Since Bees Knee's, the conversion of types in closure parameters is automatic just for LocalDateTime -> Date (which is safe in terms of backward compatibility). Other types will not be converted by default, because the conversion might break the existing Groovy code. Instead there will be a specific warning in logs, i.e.:
PFUN-16195 groovy closure parameter type possible conversion: source type: net.pricefx.domain.CompensationRecord, target type: java.util.LinkedHashMap, groovy method: each
If you see this kind of log message, you should consider adding an Advanced Configuration Option filterGroovyClosureParameterType=true which will enable automatic conversion for Groovy closure parameters as it should be and will also remove the log message.

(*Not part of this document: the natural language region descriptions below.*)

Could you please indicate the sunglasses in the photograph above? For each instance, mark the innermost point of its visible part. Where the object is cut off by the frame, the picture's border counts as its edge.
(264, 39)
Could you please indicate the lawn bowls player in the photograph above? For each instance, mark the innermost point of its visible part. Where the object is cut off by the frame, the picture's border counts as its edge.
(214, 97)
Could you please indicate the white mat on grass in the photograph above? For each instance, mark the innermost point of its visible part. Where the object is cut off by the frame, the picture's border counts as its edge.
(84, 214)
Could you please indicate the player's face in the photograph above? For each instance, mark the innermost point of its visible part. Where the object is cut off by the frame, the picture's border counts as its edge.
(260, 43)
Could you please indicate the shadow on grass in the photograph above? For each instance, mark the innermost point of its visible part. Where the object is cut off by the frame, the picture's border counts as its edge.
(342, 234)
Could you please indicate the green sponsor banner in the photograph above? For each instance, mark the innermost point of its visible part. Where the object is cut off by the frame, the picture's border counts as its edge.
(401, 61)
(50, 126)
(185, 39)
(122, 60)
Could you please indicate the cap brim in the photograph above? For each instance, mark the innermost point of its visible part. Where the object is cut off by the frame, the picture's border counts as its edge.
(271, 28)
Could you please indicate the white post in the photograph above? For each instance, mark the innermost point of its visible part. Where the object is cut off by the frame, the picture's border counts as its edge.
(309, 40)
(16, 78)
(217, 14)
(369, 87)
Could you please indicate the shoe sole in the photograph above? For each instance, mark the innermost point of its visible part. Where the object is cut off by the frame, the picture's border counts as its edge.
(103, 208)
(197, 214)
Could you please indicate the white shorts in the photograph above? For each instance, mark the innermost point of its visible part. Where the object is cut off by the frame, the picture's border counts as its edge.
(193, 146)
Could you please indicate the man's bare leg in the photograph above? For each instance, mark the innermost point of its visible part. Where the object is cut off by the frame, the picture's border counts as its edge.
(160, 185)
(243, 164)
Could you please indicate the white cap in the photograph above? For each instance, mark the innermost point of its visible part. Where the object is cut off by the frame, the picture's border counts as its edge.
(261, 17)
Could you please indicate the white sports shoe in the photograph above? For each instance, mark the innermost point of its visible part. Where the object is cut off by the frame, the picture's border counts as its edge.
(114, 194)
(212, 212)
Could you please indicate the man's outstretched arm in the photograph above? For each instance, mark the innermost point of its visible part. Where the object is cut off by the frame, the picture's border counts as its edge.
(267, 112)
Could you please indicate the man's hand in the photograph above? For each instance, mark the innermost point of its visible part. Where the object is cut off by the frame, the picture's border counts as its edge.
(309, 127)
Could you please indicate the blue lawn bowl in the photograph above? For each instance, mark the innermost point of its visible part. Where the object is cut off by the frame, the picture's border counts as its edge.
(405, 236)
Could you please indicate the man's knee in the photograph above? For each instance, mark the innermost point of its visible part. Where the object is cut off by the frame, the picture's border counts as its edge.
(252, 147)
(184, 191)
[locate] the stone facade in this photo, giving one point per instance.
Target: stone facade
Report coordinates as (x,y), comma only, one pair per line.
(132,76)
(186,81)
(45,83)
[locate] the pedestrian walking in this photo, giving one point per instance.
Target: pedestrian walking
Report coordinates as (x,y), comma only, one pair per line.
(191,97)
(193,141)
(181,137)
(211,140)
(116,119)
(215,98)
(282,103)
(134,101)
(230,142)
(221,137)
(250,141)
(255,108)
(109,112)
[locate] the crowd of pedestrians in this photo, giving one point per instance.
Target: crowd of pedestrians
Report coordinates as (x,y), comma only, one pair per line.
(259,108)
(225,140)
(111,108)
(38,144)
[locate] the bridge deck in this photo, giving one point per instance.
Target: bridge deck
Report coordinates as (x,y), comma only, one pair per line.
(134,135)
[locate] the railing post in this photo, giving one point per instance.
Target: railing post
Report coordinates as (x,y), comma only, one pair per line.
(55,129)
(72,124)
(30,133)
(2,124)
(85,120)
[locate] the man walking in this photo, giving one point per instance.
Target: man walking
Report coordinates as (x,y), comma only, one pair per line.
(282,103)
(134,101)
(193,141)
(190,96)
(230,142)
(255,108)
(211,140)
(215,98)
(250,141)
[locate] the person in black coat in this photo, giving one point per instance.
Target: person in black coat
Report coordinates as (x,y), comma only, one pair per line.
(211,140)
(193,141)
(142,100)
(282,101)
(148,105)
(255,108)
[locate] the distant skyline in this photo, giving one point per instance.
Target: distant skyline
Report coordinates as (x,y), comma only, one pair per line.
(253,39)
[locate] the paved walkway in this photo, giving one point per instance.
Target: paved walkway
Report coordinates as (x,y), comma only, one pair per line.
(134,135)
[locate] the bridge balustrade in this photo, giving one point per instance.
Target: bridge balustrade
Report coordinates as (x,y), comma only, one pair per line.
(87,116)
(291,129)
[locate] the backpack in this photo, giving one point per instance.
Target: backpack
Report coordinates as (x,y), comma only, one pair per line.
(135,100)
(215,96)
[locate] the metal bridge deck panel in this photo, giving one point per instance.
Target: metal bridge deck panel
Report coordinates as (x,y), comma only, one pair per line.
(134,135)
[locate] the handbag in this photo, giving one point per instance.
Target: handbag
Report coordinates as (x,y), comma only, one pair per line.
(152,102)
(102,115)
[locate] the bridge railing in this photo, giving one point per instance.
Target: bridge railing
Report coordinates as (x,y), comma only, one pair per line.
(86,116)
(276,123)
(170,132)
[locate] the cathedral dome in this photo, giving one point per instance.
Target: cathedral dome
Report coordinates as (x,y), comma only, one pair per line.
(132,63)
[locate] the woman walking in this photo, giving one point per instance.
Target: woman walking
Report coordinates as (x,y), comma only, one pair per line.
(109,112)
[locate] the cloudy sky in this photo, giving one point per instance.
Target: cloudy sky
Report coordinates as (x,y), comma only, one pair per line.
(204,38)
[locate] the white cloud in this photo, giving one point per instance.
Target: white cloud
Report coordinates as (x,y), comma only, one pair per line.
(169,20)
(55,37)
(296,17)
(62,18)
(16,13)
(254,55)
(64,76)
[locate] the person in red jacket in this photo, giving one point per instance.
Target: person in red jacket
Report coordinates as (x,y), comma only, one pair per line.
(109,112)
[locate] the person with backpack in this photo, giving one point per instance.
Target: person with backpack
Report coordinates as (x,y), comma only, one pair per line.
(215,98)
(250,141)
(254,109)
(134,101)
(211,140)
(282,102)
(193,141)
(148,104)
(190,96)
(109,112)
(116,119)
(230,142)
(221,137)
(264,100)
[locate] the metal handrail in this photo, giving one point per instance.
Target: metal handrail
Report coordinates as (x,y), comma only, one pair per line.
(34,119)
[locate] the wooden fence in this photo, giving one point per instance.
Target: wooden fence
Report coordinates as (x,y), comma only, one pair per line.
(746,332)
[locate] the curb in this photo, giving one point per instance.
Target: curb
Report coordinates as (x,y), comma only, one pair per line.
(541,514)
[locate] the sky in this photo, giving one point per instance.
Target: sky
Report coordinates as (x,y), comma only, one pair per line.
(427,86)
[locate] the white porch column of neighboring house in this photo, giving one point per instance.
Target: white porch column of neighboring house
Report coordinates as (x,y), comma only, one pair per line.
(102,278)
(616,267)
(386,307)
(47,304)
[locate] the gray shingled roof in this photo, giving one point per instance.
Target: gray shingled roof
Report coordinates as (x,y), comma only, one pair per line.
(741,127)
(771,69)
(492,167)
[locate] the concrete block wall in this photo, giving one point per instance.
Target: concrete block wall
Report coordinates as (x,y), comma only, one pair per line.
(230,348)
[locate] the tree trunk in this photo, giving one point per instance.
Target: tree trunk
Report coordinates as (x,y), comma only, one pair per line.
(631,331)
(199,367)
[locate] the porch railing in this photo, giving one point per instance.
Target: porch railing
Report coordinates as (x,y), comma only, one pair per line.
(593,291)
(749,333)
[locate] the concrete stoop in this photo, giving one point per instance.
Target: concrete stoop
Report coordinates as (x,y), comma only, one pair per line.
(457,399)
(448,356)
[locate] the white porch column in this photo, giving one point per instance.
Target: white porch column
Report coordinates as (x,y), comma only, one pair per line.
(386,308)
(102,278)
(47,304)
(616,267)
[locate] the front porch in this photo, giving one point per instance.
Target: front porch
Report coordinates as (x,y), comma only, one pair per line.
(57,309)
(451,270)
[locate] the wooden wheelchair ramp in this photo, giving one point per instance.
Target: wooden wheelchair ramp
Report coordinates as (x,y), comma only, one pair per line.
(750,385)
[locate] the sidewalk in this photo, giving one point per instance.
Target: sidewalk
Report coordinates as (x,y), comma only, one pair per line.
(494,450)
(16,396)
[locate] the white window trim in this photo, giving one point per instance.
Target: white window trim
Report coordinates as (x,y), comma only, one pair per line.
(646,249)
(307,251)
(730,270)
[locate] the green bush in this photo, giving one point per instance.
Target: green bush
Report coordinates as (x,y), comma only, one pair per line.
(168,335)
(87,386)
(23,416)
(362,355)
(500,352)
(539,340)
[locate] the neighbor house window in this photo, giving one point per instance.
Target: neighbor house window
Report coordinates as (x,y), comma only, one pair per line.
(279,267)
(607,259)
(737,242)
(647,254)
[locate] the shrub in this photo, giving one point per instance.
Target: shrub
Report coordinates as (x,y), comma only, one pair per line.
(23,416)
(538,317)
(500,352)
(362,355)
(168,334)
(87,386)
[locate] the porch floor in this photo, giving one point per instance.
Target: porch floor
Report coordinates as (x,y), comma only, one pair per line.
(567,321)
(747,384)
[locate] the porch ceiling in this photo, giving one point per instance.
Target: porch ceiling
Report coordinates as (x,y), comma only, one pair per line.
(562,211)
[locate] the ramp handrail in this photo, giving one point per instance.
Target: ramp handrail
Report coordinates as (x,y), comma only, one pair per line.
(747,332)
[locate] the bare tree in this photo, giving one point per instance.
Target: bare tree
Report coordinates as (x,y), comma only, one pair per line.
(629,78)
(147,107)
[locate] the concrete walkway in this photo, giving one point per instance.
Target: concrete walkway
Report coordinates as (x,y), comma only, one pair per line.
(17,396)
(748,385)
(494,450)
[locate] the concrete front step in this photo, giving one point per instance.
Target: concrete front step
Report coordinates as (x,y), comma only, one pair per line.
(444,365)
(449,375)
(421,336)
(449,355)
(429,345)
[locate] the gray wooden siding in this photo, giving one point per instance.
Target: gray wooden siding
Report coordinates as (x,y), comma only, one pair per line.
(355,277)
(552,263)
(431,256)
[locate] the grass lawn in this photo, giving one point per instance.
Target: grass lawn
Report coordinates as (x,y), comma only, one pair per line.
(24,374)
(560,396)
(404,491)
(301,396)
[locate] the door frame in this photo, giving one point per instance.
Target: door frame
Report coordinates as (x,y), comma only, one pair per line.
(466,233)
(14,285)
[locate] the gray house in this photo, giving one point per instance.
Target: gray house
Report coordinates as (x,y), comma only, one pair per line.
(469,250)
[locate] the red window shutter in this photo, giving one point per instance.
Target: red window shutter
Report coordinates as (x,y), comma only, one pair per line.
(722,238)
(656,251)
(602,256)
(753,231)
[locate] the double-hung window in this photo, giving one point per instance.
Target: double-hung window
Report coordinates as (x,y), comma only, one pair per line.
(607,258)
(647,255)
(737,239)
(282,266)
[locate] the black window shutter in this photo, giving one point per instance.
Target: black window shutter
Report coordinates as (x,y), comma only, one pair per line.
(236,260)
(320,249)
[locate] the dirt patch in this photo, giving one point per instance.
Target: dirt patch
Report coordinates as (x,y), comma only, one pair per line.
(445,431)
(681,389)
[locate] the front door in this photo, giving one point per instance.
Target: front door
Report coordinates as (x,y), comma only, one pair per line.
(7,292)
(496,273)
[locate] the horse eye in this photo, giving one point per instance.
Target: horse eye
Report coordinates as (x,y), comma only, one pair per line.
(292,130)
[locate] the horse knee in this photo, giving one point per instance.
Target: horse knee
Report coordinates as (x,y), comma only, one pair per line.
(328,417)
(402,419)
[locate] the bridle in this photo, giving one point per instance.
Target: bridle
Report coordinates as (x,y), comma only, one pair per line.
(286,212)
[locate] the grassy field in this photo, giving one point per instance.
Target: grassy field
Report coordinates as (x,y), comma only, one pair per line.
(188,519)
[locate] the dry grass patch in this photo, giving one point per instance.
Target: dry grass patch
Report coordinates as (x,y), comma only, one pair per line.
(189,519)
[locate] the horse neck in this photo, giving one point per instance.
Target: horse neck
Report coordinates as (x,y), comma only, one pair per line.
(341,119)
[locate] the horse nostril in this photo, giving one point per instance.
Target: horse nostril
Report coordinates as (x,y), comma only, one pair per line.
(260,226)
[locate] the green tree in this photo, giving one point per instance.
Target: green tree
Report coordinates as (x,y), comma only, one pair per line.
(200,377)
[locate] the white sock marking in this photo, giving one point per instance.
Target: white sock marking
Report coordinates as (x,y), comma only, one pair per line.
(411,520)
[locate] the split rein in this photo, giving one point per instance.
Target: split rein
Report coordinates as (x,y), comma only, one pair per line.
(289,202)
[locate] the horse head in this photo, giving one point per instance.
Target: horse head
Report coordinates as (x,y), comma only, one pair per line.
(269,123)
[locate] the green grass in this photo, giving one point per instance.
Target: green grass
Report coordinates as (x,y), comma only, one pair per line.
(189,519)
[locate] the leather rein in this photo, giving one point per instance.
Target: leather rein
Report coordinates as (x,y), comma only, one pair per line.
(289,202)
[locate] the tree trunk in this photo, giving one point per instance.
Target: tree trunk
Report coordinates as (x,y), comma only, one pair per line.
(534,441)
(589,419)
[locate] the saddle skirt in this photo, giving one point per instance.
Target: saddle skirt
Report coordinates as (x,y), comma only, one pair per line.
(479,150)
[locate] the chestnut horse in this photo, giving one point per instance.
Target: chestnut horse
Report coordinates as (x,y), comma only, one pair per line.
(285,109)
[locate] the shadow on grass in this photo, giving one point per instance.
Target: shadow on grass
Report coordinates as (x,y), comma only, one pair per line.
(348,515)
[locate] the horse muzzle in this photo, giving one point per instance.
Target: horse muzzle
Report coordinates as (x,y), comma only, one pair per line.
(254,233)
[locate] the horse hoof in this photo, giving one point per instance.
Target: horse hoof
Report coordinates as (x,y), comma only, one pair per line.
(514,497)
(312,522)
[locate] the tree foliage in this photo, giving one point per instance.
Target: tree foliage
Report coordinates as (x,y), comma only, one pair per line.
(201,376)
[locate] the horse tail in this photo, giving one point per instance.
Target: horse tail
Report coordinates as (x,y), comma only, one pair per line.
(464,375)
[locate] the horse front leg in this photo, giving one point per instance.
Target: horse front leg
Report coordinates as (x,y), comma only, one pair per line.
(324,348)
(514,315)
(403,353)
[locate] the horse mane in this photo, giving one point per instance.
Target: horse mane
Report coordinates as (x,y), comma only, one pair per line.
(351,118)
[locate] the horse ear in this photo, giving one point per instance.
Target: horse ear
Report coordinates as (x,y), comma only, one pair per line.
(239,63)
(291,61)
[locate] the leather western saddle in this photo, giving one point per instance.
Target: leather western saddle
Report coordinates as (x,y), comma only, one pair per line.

Then check your Groovy code for possible errors and fix them by using a proper data type, i.e. DomainObject will be converted to Map.
When filterGroovyClosureParameterType=true is not set, then:
Will not work:
cors.each {Map cor ->
Will work:
cors.each {def cor ->
cor
is an instance of some DomainObject class.
When filterGroovyClosureParameterType=true is set, then:
Both will work:
cors.each {Map cor ->
cors.each {def cor ->
But you will not be able to access the DomainObject because it was converted to a Map.